People are so wrapped up in how Uncle Sam will protect us from the terrorists that they forget to ask the question that's much more important: Who will protect us from Uncle Sam?
Re:Not really. (Score:3, Insightful)
It is something that I will remember in about a year. Hopefully, so will most voters.
So What (Score:3, Insightful)
But we are dealing with the government, the U.S. government. While we (the citizens of the U.S.) have many rights (like the freedom of speech) we no longer have control of our government. It will do what it damned well wants to. It has been that way since WWII with only a couple of notable exceptions. The truth is they will spend what they need to in order to accomplish what they want. Their lawyers will obstruficate enough laws and outspend anyone who tries to get in their way ten to one, making it impossible for even the wealthiest people or corporations to be little more then a speed-bump on the agenda.

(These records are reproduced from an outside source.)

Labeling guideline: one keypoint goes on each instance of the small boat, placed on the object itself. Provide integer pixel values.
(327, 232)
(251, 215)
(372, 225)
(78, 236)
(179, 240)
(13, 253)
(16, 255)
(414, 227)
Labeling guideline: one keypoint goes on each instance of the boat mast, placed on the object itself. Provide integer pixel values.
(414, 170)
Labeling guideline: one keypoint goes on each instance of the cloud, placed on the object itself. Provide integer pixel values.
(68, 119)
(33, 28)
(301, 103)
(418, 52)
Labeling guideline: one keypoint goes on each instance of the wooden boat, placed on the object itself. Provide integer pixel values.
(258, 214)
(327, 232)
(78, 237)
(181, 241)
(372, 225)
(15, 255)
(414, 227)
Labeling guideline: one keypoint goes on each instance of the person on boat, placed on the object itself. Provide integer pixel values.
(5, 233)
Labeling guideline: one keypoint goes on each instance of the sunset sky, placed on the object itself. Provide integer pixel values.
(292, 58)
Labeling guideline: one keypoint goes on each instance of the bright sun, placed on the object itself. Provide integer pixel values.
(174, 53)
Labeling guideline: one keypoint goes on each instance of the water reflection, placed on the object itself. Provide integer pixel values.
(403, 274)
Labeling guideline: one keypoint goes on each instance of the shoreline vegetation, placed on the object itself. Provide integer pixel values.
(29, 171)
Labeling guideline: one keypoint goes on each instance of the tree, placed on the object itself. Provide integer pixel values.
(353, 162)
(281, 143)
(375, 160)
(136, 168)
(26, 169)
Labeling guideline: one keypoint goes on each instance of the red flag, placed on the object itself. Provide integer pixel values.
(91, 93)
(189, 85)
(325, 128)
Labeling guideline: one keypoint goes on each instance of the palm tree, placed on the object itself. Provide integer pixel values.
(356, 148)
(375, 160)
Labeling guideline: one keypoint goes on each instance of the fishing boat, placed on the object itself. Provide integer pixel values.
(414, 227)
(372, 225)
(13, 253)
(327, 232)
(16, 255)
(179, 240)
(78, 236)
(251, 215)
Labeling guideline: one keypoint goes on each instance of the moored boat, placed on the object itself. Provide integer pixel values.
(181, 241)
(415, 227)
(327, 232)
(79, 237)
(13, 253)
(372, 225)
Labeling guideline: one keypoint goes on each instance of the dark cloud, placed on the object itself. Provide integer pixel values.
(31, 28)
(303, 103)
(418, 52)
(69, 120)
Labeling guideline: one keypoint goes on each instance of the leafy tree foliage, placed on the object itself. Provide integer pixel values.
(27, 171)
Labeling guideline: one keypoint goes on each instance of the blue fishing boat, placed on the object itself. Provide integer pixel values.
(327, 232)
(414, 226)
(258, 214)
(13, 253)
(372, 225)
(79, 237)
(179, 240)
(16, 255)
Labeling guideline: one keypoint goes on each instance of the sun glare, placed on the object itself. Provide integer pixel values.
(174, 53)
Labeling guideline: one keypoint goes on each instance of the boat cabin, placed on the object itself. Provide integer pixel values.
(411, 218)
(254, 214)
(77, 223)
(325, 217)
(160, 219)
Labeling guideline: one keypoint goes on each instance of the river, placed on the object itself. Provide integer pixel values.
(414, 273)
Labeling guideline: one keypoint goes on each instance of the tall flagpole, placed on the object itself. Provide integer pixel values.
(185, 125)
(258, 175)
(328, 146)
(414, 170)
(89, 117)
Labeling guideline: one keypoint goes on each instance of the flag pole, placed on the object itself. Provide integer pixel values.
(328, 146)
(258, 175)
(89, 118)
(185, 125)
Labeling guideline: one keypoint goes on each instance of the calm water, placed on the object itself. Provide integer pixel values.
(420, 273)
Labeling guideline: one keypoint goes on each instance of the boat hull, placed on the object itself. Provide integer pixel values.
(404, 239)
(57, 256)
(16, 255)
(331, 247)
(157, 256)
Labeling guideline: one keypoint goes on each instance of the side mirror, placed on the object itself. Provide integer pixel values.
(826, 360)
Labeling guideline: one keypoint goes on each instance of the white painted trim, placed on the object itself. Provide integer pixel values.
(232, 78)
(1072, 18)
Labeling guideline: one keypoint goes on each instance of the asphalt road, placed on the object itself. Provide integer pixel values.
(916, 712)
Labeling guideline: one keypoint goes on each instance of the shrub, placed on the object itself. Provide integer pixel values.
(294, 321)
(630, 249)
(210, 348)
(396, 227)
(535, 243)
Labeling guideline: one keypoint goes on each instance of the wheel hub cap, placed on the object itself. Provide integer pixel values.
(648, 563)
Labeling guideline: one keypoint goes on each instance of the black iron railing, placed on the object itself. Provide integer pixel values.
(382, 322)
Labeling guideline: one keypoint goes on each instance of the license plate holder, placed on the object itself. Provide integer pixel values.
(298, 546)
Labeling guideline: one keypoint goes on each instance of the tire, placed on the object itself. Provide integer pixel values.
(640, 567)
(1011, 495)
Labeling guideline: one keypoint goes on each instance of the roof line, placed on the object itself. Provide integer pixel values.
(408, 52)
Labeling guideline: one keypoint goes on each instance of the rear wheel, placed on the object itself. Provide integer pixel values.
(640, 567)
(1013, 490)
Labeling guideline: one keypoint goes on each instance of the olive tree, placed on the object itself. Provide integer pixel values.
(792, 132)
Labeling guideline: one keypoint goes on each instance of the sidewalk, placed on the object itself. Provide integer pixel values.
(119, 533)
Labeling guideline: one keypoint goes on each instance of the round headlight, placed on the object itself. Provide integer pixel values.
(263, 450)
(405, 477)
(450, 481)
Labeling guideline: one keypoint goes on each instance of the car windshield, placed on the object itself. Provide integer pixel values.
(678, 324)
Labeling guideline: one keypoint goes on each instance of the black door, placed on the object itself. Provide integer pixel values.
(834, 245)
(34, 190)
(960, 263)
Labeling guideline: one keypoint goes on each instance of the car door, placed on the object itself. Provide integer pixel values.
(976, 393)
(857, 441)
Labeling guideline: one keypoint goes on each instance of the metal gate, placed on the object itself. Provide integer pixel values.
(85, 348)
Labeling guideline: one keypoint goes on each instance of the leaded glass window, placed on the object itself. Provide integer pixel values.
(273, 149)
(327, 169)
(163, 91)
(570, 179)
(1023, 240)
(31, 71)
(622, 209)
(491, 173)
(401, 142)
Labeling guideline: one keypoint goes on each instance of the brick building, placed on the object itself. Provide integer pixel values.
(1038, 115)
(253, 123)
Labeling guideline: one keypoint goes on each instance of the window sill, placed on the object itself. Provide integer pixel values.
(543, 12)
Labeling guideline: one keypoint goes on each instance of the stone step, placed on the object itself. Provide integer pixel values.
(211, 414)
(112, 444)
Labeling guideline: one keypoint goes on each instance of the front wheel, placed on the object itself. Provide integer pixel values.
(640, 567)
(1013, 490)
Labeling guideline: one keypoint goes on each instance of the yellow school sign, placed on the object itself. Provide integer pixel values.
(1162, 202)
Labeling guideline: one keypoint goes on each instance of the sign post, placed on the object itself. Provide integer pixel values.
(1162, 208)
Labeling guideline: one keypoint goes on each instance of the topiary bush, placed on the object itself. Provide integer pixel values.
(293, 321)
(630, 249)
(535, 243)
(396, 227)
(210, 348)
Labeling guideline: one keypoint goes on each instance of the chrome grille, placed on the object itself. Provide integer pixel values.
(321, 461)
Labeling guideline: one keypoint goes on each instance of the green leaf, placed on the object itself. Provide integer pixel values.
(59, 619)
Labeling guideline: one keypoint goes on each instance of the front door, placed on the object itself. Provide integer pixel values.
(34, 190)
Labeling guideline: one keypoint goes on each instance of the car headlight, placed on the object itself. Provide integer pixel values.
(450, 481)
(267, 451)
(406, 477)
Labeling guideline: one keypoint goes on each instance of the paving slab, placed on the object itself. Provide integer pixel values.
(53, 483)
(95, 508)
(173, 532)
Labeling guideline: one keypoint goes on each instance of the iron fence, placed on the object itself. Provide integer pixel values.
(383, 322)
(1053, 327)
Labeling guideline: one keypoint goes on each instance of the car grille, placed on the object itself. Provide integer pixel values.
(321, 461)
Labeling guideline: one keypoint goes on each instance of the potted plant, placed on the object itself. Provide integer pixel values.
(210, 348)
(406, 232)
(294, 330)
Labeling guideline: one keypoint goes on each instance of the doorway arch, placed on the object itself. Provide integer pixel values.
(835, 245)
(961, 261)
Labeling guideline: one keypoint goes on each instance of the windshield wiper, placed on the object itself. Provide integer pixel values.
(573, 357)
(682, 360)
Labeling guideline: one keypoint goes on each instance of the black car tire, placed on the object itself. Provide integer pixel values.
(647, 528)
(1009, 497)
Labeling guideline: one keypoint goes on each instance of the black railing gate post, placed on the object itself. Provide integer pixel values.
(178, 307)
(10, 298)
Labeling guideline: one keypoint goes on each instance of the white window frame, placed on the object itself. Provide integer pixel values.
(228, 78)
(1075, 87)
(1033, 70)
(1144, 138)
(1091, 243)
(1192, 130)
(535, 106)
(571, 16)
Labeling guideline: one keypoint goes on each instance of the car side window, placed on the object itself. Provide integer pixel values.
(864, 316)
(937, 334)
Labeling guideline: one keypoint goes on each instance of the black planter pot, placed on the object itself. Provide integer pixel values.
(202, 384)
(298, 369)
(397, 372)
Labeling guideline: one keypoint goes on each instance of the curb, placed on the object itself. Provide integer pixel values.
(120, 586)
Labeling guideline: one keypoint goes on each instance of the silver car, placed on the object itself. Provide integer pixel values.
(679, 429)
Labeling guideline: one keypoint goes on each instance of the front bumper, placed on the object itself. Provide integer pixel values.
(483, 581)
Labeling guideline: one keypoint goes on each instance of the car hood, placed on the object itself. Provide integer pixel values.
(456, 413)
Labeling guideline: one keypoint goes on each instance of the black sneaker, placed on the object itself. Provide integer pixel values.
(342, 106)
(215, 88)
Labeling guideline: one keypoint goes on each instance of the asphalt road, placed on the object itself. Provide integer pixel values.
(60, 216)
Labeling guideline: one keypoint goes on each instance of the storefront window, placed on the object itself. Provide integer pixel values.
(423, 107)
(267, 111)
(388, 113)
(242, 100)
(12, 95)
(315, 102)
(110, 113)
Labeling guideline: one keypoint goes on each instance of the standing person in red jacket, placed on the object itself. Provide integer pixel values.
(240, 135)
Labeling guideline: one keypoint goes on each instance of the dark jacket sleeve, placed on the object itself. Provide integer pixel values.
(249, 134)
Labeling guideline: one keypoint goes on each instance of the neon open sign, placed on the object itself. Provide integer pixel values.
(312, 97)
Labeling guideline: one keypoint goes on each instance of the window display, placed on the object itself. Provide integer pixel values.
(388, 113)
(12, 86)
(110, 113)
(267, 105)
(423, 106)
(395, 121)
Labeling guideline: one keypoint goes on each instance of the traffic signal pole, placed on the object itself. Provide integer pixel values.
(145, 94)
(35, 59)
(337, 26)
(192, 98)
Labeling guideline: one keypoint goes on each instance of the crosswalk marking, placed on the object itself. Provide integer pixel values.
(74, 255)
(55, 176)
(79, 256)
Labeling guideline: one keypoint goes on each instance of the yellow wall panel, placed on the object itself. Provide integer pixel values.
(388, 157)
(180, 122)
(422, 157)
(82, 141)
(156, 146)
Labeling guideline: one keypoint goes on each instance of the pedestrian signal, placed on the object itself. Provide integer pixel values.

I'm not anti-government. We need government and we need the laws that protect us. But face it, what we have created is something that lives and operates behind closed doors and establishes its own rules. Nothing, or nobody is big enough to change it. That hardly means don't try. As citizens we need to demand accountability because it is we who they represent. The article was good from that standpoint. It uses our freedom to challenge the government to explain itself. Unfortunately, we already know the answer will be a stoney wall of silence.